More hiring and better benefits are actually appearing in Silicon Valley as tech firms come out of the recession

Line, legs, hiring, diversity
Credit: PeopleImages.com - Yuri A/Shutterstock

After a grim 18 months of layoffs and cost-cutting, there are finally signs that the tech industry is beginning to recover. Companies are slowly starting to hire and restore employee benefits. Venture money is flowing, and severe price slashing — always the hallmark of a recession — has slowed.

Huge numbers of techies are still unemployed or underemployed, of course. But economists expect that Friday’s jobs report will be the strongest in months, and that gives me confidence that the green shoots I’ve seen sprouting in Silicon Valley aren’t a mirage, as does the report that IT employment grew by 0.37 percent, or 14,000 jobs, in February, one of the strongest month-to-month gains since 2008.

“The capital markets are opening up a bit, and that allows us to step on the gas,” says MuleSoft Vice President Mahau Ma, whose company just received a $12 million investment from SAP Ventures and several other venture capital firms. A year or so ago, a small company that got additional venture funding probably needed it to stay afloat, but MuleSoft sought the cash to expand its sales and engineering teams, says Ma.

Along with MuleSoft, I’ve come across a few more open source companies that have “help wanted” signs on the door. And that’s not surprising. Even at the height of the layoff epidemic that swept Silicon Valley last year, open source companies were hurt less and seem to be recovering faster than conventional software outfits.

More benefits, fewer discounts
A sure sign that a company wants to hold on to employees and attract new ones is a richer benefits package. “Contacts are telling me that companies have started to match 401(k) plans, giving occasional salary raises, and (on a selective basis) started to reimburse their employees for education and training expenses,” says analyst Trip Chowdhry, of Global Equities Research.

Chowdhry adds that he’s seeing “more and more Silicon Valley companies highlighting the fact that they are hiring, during the customer presentations.” Indeed, MuleSoft has started posting a “we’re hiring” line on every press release the company issues.

Much larger businesses, including Apple, Cisco Systems, and EMC VMware, are hiring engineers for various internal R&D groups, while Oracle is struggling to find chip designers to work on Sun hardware now that the Sun acquisition has been fully digested, says Chowdhry. And there are reports that  LinkedIn, Twitter, Facebook, and Accenture have plans to hire very aggressively in the coming months.

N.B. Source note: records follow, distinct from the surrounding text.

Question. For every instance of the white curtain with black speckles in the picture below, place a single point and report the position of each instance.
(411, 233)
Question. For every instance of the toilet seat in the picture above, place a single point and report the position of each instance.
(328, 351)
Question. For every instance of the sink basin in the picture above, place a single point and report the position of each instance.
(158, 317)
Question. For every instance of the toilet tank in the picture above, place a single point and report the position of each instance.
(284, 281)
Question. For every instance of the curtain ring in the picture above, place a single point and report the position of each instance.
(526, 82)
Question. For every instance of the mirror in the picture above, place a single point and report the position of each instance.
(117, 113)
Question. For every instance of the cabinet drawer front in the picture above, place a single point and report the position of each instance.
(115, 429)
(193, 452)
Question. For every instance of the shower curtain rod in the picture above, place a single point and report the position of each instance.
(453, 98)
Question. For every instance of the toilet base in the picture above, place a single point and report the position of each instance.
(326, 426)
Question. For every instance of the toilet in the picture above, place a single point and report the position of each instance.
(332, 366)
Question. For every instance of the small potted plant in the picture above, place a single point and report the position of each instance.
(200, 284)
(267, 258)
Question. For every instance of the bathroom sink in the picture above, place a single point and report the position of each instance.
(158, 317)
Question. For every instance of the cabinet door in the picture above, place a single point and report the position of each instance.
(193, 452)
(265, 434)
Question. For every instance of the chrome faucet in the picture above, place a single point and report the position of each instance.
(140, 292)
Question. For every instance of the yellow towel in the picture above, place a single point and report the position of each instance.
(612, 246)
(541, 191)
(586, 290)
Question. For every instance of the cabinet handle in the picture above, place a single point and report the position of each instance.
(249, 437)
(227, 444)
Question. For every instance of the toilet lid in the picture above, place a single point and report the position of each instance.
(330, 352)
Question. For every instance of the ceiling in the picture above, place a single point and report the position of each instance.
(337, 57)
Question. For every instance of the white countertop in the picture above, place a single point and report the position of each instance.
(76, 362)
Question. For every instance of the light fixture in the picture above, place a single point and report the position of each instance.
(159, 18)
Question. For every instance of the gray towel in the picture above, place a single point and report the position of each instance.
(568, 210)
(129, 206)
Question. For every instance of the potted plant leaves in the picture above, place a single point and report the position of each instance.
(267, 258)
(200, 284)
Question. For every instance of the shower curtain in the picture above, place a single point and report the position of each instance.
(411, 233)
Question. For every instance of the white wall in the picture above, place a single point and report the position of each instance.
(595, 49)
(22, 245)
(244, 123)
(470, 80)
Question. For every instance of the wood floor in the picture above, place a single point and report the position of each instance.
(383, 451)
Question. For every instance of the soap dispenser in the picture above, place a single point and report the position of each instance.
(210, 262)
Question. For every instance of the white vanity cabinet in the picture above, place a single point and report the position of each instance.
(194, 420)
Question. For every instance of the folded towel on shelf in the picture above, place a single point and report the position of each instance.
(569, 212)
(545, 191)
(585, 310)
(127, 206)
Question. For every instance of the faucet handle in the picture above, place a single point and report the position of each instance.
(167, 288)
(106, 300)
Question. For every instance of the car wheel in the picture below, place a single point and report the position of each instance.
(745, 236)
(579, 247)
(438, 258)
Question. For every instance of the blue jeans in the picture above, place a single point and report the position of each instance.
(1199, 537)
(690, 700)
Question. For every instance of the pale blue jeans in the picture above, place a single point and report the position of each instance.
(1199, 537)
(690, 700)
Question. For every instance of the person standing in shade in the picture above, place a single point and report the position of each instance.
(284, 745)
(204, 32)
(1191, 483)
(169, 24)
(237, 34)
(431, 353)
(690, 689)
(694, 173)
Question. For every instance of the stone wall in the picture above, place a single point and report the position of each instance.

There’s always an element of posturing when companies discuss economic news. Chowdhry notes that telling customers you are hiring is a way to signal that there is less wiggle room to negotiate a discount; and it appears that prices for enterprise products have stabilized.

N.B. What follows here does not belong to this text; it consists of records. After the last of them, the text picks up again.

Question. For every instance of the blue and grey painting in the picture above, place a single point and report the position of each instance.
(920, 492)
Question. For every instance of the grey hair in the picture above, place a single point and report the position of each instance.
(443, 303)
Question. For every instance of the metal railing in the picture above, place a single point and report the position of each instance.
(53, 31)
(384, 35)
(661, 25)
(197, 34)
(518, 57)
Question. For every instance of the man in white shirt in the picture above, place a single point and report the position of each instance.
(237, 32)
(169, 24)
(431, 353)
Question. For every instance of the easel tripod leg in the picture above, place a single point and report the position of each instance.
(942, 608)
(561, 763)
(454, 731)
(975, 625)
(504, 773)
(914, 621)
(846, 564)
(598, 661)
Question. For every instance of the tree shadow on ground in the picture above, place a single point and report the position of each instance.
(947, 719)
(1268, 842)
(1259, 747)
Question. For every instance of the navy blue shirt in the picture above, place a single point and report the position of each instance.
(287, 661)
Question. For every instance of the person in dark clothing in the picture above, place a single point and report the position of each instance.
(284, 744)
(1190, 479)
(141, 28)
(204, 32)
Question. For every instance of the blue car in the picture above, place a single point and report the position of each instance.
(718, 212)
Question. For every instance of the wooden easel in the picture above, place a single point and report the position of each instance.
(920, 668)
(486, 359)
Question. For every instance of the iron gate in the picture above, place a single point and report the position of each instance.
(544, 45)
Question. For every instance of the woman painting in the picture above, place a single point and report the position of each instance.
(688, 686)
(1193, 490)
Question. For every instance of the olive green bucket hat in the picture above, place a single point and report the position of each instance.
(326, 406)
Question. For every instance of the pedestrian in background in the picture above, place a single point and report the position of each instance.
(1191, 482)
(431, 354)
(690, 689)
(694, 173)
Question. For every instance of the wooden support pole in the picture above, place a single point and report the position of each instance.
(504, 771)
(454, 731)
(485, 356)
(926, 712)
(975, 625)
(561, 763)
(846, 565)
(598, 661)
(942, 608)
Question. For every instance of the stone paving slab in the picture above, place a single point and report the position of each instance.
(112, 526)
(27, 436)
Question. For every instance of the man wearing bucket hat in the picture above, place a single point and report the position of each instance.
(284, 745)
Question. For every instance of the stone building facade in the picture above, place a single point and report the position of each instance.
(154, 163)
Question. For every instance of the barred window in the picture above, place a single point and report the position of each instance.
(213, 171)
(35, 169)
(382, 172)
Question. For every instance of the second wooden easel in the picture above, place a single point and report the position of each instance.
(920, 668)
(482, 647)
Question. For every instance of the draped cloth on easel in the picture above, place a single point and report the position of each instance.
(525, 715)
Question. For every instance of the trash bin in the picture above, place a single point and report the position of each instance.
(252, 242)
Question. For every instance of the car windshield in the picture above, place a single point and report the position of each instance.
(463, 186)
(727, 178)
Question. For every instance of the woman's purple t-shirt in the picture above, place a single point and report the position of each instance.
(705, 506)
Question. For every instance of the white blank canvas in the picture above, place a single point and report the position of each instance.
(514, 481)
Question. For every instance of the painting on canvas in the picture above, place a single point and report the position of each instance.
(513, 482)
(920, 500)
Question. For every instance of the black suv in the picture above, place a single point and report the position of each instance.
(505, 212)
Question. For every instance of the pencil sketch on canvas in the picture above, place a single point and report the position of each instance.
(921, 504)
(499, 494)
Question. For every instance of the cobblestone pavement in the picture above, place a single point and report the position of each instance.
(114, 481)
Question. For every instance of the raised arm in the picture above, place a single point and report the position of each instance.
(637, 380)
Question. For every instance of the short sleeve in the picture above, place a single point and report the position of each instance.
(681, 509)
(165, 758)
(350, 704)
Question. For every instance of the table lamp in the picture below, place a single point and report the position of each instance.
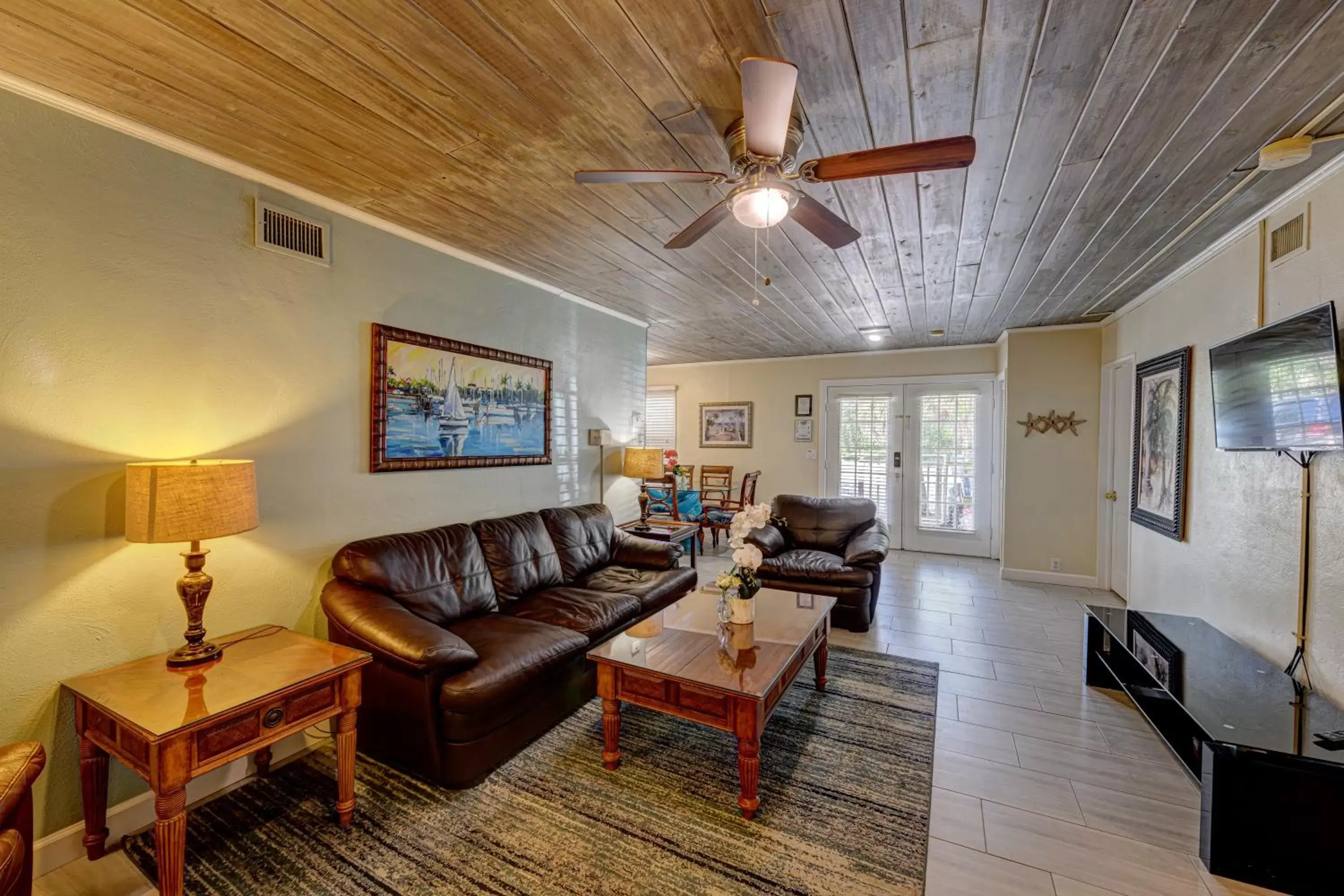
(191, 501)
(643, 464)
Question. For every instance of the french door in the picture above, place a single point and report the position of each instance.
(922, 453)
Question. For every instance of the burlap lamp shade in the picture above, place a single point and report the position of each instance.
(643, 464)
(191, 501)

Open source companies thriving
Still, the signs are encouraging. And as I mentioned, open source companies seem to be on the leading edge of postrecession growth:

  • Sonatype, which provides a development infrastructure platform based on the Apache Maven project, landed the biggest deal in company history early this year. Revenue in the last two quarters was at record levels, and the company is adding staff now and expects to add more by the end of year. And in another sign of growth, unique visitors to its Web site were up 60 percent in the first quarter of this year.
  • Jaspersoft, an open source business intelligence software developer, says it will bump up its total workforce by more than 10 percent this year, largely in sales and marketing. Revenue was up 60 percent last year, and customer engagements — that is, serious sales inquiries — have doubled. Jaspersoft’s greatest growth was in Europe, even though that continent has been hit even harder by the downtown than the United States.
  • MuleSoft grew recurring subscription revenues 152 percent last year and nearly doubled the number of paying subscription customers. By 2010, the company claimed 1.5 million downloads and 2,500 deployments, including enterprises such as Wal-Mart, Nestle, Honeywell, DHL, and five major banks.

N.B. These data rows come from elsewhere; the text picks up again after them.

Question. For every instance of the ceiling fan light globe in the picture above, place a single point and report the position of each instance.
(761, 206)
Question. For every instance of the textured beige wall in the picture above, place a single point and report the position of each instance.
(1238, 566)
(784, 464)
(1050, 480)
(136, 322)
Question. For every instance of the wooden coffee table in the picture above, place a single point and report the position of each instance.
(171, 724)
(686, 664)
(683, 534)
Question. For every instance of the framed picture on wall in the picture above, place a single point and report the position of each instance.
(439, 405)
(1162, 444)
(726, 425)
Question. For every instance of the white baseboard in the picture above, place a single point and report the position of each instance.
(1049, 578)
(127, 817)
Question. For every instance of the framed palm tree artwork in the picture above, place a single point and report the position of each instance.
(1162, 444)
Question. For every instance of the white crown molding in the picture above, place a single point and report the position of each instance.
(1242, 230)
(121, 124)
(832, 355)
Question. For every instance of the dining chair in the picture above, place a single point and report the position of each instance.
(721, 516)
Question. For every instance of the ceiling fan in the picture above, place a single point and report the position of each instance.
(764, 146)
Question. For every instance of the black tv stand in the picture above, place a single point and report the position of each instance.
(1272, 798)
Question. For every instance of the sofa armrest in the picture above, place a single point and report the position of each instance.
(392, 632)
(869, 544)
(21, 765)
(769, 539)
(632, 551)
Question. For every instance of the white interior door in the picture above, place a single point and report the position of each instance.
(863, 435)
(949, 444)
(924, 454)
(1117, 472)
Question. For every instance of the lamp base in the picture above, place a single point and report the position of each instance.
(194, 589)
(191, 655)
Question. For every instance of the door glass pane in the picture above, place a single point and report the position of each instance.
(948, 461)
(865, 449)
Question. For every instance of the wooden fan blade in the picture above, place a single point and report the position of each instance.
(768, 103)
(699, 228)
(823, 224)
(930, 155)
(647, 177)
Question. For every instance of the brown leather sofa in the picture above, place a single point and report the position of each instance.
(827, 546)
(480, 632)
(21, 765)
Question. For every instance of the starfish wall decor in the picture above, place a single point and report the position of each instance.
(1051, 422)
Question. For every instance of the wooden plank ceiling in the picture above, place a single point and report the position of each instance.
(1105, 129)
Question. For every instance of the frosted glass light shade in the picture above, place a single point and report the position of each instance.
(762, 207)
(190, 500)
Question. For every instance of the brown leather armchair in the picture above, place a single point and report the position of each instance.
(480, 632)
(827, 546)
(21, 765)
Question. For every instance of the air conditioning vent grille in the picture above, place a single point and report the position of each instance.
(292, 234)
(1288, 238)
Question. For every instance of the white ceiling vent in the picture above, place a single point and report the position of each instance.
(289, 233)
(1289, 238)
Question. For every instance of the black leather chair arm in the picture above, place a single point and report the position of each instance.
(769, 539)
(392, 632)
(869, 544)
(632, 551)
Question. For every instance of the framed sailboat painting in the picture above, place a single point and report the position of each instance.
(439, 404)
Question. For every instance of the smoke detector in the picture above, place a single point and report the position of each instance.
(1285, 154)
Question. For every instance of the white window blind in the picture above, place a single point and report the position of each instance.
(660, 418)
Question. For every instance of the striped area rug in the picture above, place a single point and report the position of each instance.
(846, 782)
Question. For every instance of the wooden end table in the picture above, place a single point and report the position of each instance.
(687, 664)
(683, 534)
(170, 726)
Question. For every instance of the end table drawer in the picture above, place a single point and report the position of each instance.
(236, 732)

It’s still a buyer’s market for IT talent, but MuleSoft’s Ma has seen a subtle shift in recent months. “We had a ton of résumés for every position [at the bottom of the recession]. And we’re still seeing a lot, but it’s tougher now to find the very good people that we want,” he says.

The hard times are far from over, but maybe, just maybe, we are at a turning point. As Ma put it, “It’s not a sea change yet. But we hear it coming.”